- Country: USA
- Language: English
- Genre: science fiction

Publication
- Published in: Startling Stories
- Publication date: 1955

= Nanny (short story) =

"Nanny" is a science fiction short story by American writer Philip K. Dick, first published in 1955 in Startling Stories and later in The Book of Philip K. Dick (1973) and The Collected Stories of Philip K. Dick. It has since been republished several times, including in Beyond Lies the Wub in 1988.

== Plot summary==
The story takes place in the future, when every family has a mechanical robot as a Nanny. A family of four has an older model Nanny, and every night, when the family goes to sleep, the nanny and the neighbor's nanny, which is a different model, meet in the back yard and fight. The Nanny gets damaged and must be repaired, which frustrates the family, as they're advised to upgrade to a newer model.

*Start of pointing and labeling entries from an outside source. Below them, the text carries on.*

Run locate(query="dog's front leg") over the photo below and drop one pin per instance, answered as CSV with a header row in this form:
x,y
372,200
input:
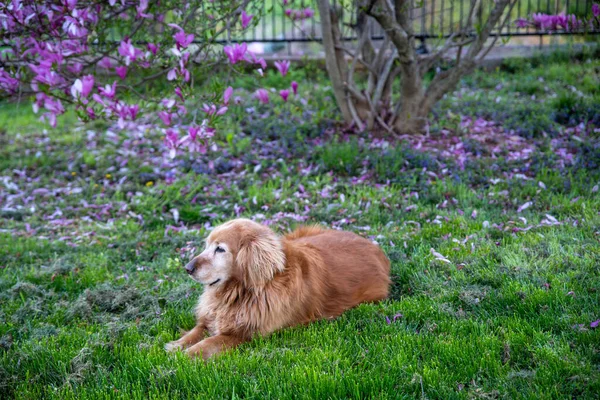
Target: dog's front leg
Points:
x,y
190,338
213,345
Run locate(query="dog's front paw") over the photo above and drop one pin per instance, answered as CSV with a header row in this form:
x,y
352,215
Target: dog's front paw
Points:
x,y
173,346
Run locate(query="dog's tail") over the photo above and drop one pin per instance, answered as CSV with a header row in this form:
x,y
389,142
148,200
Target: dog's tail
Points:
x,y
304,231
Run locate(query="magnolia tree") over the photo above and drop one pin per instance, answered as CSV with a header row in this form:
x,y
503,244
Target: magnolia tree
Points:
x,y
96,56
376,102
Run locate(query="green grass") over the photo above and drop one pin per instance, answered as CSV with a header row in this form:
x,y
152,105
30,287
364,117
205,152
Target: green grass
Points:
x,y
86,308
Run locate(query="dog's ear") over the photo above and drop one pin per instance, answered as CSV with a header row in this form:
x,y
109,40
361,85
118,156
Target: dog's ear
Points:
x,y
260,257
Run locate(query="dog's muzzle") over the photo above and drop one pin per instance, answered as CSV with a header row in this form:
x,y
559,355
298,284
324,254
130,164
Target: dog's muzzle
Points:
x,y
191,267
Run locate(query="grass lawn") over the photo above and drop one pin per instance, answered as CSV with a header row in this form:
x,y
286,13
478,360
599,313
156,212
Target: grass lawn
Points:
x,y
491,222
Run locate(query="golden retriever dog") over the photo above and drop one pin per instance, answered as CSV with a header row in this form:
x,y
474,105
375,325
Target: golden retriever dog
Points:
x,y
256,282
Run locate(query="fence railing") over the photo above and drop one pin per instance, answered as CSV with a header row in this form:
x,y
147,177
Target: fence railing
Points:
x,y
431,19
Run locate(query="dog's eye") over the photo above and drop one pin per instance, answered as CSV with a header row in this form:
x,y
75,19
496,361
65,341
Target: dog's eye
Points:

One day, the kids take the Nanny to the park, where it is attacked and destroyed by another, much larger and more powerful, Nanny. Their father, upset with this, goes and buys a brand new Nanny, the toughest model available. The kids are excited, but later, their new Nanny destroys the Nanny of another family, whose father is forced to buy another Nanny, an even bigger one.

== Adaptation ==

The story was likely the basis for "The People's Choice" story in EC Comics Weird Science comic book and corresponding episode of HBO's Perversions of Science. Although not substantially verifiable, the stories are virtually identical and EC Comics was known for borrowing adaptation ideas.